Admission (sugar bush and sugar shack) and parking: free. Activities (including 25 minute sleigh ride, small playground, petting zoo, hay barn) C$3; Taffy C$3. All you can eat buffet: ranges C$8 to C$20 (depending if you just want pancakes and beans, or go for the full meal deal of pork roast, vegetables, ham, bacon and sausage) and there is a children's discount of between 20 and 60 per cent depending on age. Hours: Saturday and Sunday 9-5, weekdays by reservation except during March Break (March 16-20th), when they are open 9am-4pm. Sugar bush will be open until April 13.

Stanley's Olde Maple Lane Farm (tel. 613/821-2751; www.stanleysfarm.com) is also about 18 miles from the city, but due south. The original 19th century stone buildings have been preserved and updated as a children's activity center and a museum with a collection of old farm tools. Geared to accommodate weddings and special events in the off-season, Stanley's pancake breakfasts are served in a spic and span 400-seat hall that makes up in comfort what it lacks in character. There is also a newly built tea room with a fireplace that gives adults a quiet place to enjoy the home-baked goodies in peace while the kids run riot across the fields, check out the farm animals in the old barn, or watch the sugaring off in the old sugar shack.

Admission (sugar bush, sugar shack, barn, museum and children's play area) and parking: free. Activities (15-20 minute sleigh ride) C$4; Taffy C$2; bag of maple popcorn C$2. All you can eat buffet of pancakes, waffles, ham, sausage, eggs and beans: C$15 for adults, C$12 for seniors, and children 5-10 C$10. Hours: 9am-3pm weekends until April 19th. Weekdays by reservation except March 18 - 20th, when they're open 10am-2pm.
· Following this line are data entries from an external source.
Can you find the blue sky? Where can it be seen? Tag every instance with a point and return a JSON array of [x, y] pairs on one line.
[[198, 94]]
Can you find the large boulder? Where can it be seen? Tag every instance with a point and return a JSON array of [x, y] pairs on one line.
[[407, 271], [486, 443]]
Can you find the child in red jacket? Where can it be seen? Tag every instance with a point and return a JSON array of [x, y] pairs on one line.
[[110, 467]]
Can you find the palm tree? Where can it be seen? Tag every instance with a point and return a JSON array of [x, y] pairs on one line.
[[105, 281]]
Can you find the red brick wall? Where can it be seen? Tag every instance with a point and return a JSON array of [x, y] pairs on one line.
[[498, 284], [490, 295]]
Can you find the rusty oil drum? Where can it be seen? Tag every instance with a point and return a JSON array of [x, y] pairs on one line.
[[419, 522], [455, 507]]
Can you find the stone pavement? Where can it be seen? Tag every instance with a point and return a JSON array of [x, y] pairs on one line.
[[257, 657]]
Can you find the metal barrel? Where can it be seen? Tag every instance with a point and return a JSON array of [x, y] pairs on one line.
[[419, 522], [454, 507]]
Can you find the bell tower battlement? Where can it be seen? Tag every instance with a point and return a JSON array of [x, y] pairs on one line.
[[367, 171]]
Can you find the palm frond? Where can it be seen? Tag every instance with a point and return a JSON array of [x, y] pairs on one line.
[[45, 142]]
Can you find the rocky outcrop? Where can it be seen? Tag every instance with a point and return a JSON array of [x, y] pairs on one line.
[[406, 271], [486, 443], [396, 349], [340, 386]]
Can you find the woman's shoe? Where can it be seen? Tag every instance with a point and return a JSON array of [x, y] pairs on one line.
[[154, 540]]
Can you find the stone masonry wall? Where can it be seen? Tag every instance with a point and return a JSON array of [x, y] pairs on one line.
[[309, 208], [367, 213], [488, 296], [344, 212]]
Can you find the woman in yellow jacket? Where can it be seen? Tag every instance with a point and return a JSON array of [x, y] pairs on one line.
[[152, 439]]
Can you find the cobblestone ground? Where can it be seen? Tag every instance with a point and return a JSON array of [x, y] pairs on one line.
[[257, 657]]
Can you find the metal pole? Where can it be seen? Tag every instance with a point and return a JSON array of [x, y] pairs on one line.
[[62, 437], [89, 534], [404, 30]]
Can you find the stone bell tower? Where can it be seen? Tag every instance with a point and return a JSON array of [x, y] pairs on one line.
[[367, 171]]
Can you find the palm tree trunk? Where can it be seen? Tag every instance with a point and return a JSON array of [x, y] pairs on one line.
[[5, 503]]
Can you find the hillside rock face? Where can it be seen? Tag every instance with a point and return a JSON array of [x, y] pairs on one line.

Fulton's Pancake House and Sugar Bush (tel. 613/256-3867; www.fultons.ca) is the farthest outside the city of these four farms -- reckon on the drive taking about 45 minutes in all -- but half of this is on a big divided highway, and once you're on the country roads the scenery is nice enough to almost justify the trip by itself. Fulton's first opened back in 1969, and has become a favorite of many local families, who head out there every spring. Forty years later, the restaurant has evolved into something that resembles a small town family diner, with big open grills behind the counter and basic but comfortable seating. Fulton's manufactures and sells an amazing line of maple-based products, from candies and syrup, to barbeque sauce, jams and even spa products.

Admission (sugar shack, sugar bush, small playground and walking/snowshoe trails) and parking: free. Activities: sleigh ride (Saturdays and Sundays between 10am and 2pm only) C$2, face painting C$5. All you can eat buffet on weekdays (sausages, pancakes, beans and dessert) adults C$16, children under C$10. Weekend food C$7-10, children C$5.25. Hours: facilities are open 9am-5pm through the week, restaurant 9am-4pm until April 26.

If you're looking for the most convenient sugar bush, however, that would be the Sugar Shack Café (tel. 613/291-5362; www.sugarbushvanier.com) in the middle of Vanier, a neighborhood 10 minutes drive east of Parliament Hill. The original sugar shack was built here by missionaries in 1938. In 1998, local volunteers rebuilt the shack on the original location, which had meanwhile become a park enclosing the old sugar bush, using maple wood from the surrounding trees to panel the inside. It might lack the scale of the other operations, but breakfast is served close enough to the massive distillation apparatus that when it's full the place captures the steamy, boisterous atmosphere of a rural springtime tradition.

For activities other than eating and sugaring off, go down between March 28 and April 6th, which is when they have the Maple Sugar Festival. Activities include sleigh rides, a lumberjack competition, face painting, variety show, medieval combat demonstrations and of course, taffy making in the snow.

Admission (sugar bush) and parking: free. Activities (only during the festival): by donation. All you can eat buffet (include pancakes, pea soup, bacon and eggs) adults C$18, seniors C$16, children 6-12 C$10 and children 3-5 C$6. Cash or check. Hours: 9am-1pm throughout the week (They will stay open later if there are people there, but it's worth phoning ahead to check on hours).